Wordle, a popular word-based puzzle game that's dominated social media feeds in recent months, was acquired by The New York Times Company on January 31. It was the second significant gaming-related acquisition of the day, following Sony's $3.6 billion acquisition of Destiny developer Bungie. 
The New York Times did not share the specific price of the acquisition, but did say in its announcement that it paid creator Josh Wardle an amount "in the low seven figures." That's a much smaller figure than Sony's acquisition, but Wordle likely reaches a lot more people than even Destiny 2 currently does. 

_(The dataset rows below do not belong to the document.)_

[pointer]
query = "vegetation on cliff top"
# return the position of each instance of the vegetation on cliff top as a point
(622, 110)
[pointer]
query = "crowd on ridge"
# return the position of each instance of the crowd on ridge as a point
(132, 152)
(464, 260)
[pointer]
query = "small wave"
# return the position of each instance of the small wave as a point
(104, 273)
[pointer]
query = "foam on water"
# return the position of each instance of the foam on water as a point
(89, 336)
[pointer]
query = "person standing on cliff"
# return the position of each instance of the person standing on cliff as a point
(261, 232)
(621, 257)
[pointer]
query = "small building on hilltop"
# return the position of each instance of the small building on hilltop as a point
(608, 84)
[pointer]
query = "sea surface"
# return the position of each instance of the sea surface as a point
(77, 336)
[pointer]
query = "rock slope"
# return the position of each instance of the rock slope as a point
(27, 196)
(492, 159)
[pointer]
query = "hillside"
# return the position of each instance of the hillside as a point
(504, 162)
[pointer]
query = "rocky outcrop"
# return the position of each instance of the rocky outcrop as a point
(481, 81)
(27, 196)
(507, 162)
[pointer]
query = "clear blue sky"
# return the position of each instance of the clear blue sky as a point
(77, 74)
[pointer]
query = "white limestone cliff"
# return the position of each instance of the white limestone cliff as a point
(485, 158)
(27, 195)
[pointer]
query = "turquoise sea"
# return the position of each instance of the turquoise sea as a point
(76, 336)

Wordle is simple, engaging, and easy to share on social media. Image used with permission by copyright holder
While The New York Times is primarily a news publication, it has expanded into casual gaming in recent years. "The Times remains focused on becoming the essential subscription for every English-speaking person seeking to understand and engage with the world," its article on the deal said. "New York Times Games are a key part of that strategy."
Wardle claims New York Times Games played a part in the October 2021 creation of Wordle, adding that "this step feels very natural to me."

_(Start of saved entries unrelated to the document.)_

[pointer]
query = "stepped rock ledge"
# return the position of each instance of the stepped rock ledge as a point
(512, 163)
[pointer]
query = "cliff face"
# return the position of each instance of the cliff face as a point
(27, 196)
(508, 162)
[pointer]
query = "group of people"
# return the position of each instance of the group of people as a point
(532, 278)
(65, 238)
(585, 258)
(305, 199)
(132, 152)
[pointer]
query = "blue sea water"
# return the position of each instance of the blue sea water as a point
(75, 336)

It sounds like The New York Times could eventually put Wordle behind a paywall. "The company said the game would initially remain free to new and existing players," The New York Times article notes, with "initially" being the keyword there. Thankfully, Wardle promises that Wordle will still be free and that wins and streaks will be preserved once the game transitions to The New York Times' website.
The New York Times highlights how it wants to grow its digital subscriptions to 10 million by 2025. Locking Wordle behind that subscription would undoubtedly drive some people to subscribe, but The New York Times also risks Wordle losing relevancy and upsetting a happy player base if it does that.
That's not something we'll have to worry about for now, as Worlde is still available for free online.